9. The martyrdom of James happened in 62 AD.

So within a generation of the crucifixion, James was put to death for preaching the gospel. But we can go back even further.  Paul wrote Galatians in around 50 AD and had met with him and said he was a leader in the Jerusalem church. So this means the resurrection was preached earlier than that. Most scholars say that the oral tradition of the resurrection appearances that Paul shares with the Corinthians dates back around 1-3 years after the crucifixion, and this oral tradition included James. So the sources are extremely early.

My point is that the news that Jesus was the risen Messiah wasn’t a late invention. James provides some staggering proof that the Gospel as we know it was very early. Later legend isn’t an option here.

James the brother of Jesus: Sneaky good evidence for the truth of Christianity.

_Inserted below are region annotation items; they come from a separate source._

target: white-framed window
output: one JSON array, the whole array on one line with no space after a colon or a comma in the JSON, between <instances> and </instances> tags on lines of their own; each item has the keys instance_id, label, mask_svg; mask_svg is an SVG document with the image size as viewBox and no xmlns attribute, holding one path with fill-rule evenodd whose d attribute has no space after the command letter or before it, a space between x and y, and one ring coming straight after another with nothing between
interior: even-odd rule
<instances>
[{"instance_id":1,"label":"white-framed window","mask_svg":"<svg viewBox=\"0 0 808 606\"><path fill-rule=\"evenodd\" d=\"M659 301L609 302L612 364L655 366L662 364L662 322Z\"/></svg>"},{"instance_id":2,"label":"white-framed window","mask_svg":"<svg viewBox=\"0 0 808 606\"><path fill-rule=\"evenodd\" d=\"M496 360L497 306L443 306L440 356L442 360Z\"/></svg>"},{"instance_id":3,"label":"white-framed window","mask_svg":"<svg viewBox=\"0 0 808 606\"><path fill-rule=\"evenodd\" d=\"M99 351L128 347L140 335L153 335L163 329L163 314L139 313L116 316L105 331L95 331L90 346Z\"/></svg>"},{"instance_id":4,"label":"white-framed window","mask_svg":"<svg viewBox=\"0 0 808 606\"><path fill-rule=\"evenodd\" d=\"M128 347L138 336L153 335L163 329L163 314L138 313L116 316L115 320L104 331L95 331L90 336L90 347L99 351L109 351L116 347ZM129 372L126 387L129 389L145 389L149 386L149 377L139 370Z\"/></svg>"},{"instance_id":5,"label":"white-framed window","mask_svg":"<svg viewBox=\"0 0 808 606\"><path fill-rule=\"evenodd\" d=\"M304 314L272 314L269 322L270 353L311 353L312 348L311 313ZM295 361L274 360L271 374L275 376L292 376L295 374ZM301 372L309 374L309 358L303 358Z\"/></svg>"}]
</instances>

We learn from early Christian and non-Christian sources that James had a sudden turnaround and believed that his brother was the Messiah, the divine Son of Man, co-equal to the God of Israel. We know he believed it — he dedicated his life to proclaiming it — even to the point of death. It’s reasonable to think that he came to this belief on what he thought was a resurrection appearance.

Christian apologists tend to focus a lot on the conversion of Paul and rightfully so, but we shouldn’t neglect James. While Paul was close-up to the events, as Jesus’ brother James was even closer in a way that Paul wasn’t. And even a non-Christian historian stood up and took notice of his witness. This kind of historical evidence shouldn’t be underappreciated.